Elegante, sábia, feliz e audaz- Fernanda R-Mesquita

         Janeiro de 2021. Nove anos! Muita maturidade para um ser tão novo! — pensou Irene, descansando o corpo, servo da sua teimosia em não delegar esforços. Cruzou o olhar com ela e aconchegou-a junto ao peito, como se de um filho recém-nascido se tratasse. Fechou os olhos e sentiu-a:
            “Audaz! Encantava-a o seu destemor em aventurar-se para tão longe de quem lhe dedicava tamanho amor. Recusava a estagnação e atrevia-se viajante sem fronteiras.
Sentiu o seu sábio espírito inspirado a mergulhar fundo em mãos solitárias, que abriam as entranhas a cirurgias alheias. Completava-se pela fartura sem desperdícios. Tão linda! A edição esmerada de toque macio, em papel couché, toda colorida e capa personalizada, pulsava de orgulho. Tão grandes os seus tesouros literários quer em prosa ou verso! Quão doce, a sua ambição! Pedia-lhe, desde o seu primeiro minuto de vida, delicadamente, mas firme, para lhe abrir outras portas. A sua consecutiva convicção permitiu-lhe entradas gloriosas em universidades, faculdades, escolas estaduais, municipais e particulares, consultórios médicos, escritórios, feiras do livro, televisão e a realizar magníficos saraus onde, como estrela, empenhava-se em realçar o brilho dos autores, convicta que sem eles, não existiria.
            Quase noite. Irene perpetuou o último abraço ao seu rebento. Ribeirão Preto, cidade ímpar, aconchegando mais de setecentos mil habitantes, deixava-se descansar sob a luz da silenciosa lua, que lhe iluminava o rosto através da janela. Sorriu, enquanto afagava a sua menina. Relembrou que quando ofereceu ao mundo a sua primeira cria, muitos duvidaram da vitória do projeto. Indiferente aos descrentes, dedicou-se à procriação de mais e mais.
            Inspirou, sorriu. Contagiava-a a felicidade da aniversariante. Ambas pressentiam que para além da atual apatia por palavras que coagissem a pensar, existia um mundo farto de pousos disponíveis, abertos aos sentimentos borbulhantes dos que viviam com ânsia de escrever.
            Finalmente ganhou coragem. Empacotou-a e escreveu o endereço do destinatário. Dentro do pacote, a sua criação pulsava; sabia-se tentação acolhedora ao individuo que necessita abrir janelas no seu lar espiritual.

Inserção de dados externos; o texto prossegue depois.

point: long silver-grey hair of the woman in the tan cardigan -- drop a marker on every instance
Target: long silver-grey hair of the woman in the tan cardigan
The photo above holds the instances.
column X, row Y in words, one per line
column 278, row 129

Elegantemente viajaria, provocando uma ressurreição literária, quando o leitor se espelhasse com o escritor. Experimentaria o êxtase quando este se concedesse par do autor, numa dança inspirada por acertos e desacertos do coração, refúgios e abismos do espírito.   
             Levantou-se. Achegou-se à janela. Com o olhar delineou a paisagem noturna da cidade, fechou a mão direita como quem segura um copo, elevou-a e brindou:
            — À resistência!
            Debateu-se um pouco com o cansaço. Ajudou-a a réstia de frescura que saiu do pacote, pousado sobre a mesa. Derrotada a fadiga agarrou-se à audácia com que criara a última que partia. A vontade de continuar, ganhou primazia. A imagem do próximo número ampliou-se e vislumbrou-o luzeiro aceso, por inúmeros e lindos lugares, despertando seres à leitura. Ela, continuaria ali, de mangas arregaçadas, vencendo ventos imprevisíveis.

Fernanda R-Mesquita


 

Irene Coimbra de Oliveira Cláudio, foi professora, é   escritora, poeta, produtora e apresentadora do Programa “Ponto & Vírgula” na TVRP/Canal9/Net. Fundadora da Revista Ponto & Vírgula em Ribeirão Preto.  Editora e Promotora de Eventos Literários. Coordenadora das Antologias Ponto & Vírgula.